One of Britain's most celebrated Elizabethan houses has attracted the wrong kind of fame after being prosecuted for an accident that saw a domestic servant crushed to death by a poorly maintained luggage lift.
Burghley House in Stamford, Lincolnshire dates back to 1555 and has been featured in films such as The Da Vinci Code and Pride and Prejudice.
Investigators told Peterborough Crown Court that the incident took place in July 2014. The lift was taking guests’ luggage up to the second floor in the private area when one of the bags jammed the lift.
While 48 year old Mr Mellar was trying to free the trapped bag the lift cage descended, crushing him against the bannister of the stairwell in which it was situated.

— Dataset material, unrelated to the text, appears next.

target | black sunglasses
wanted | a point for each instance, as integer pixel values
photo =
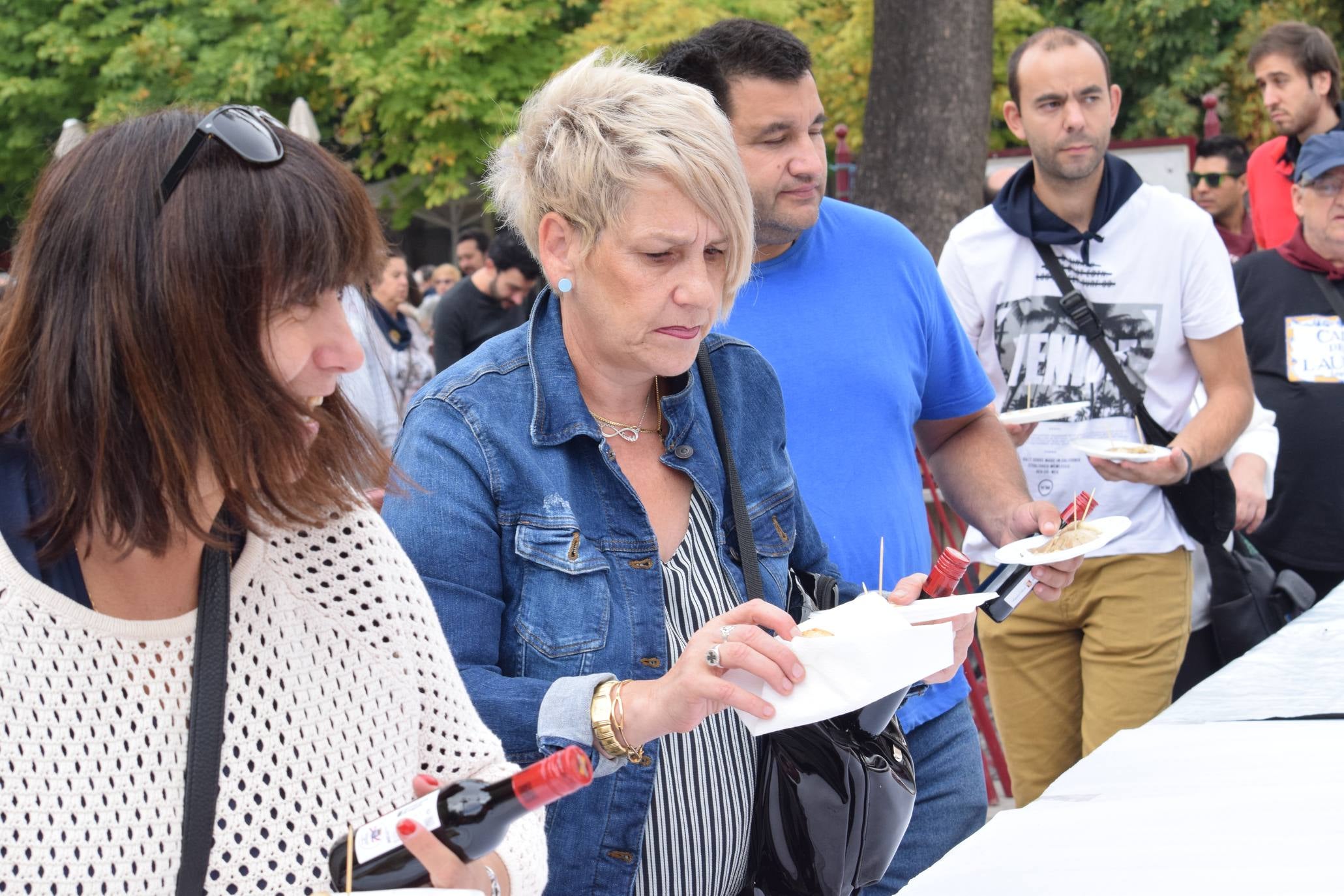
(1211, 179)
(249, 130)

When HSE investigators inspected the lift, they found that it had not been fitted with the necessary slack rope detector. Assessment by a qualified lift engineer would have identified this and other defects. Burghley House Preservation Trust Limited pleaded guilty to a breach of Section 2 (1) of the Health and Safety at Work etc. Act 1974. They were fined £266,000 and ordered to pay costs of £16,863.
Commenting after sentencing, HSE inspector Alison Ashworth said: “This was a completely avoidable incident and Burghley House admitted its role in it, but of course that will be little comfort for Mr Mellar’s family." She went on to advise that all lifts, especially older models, should be correctly maintained and inspected so that dangerous defects can be identified and put right.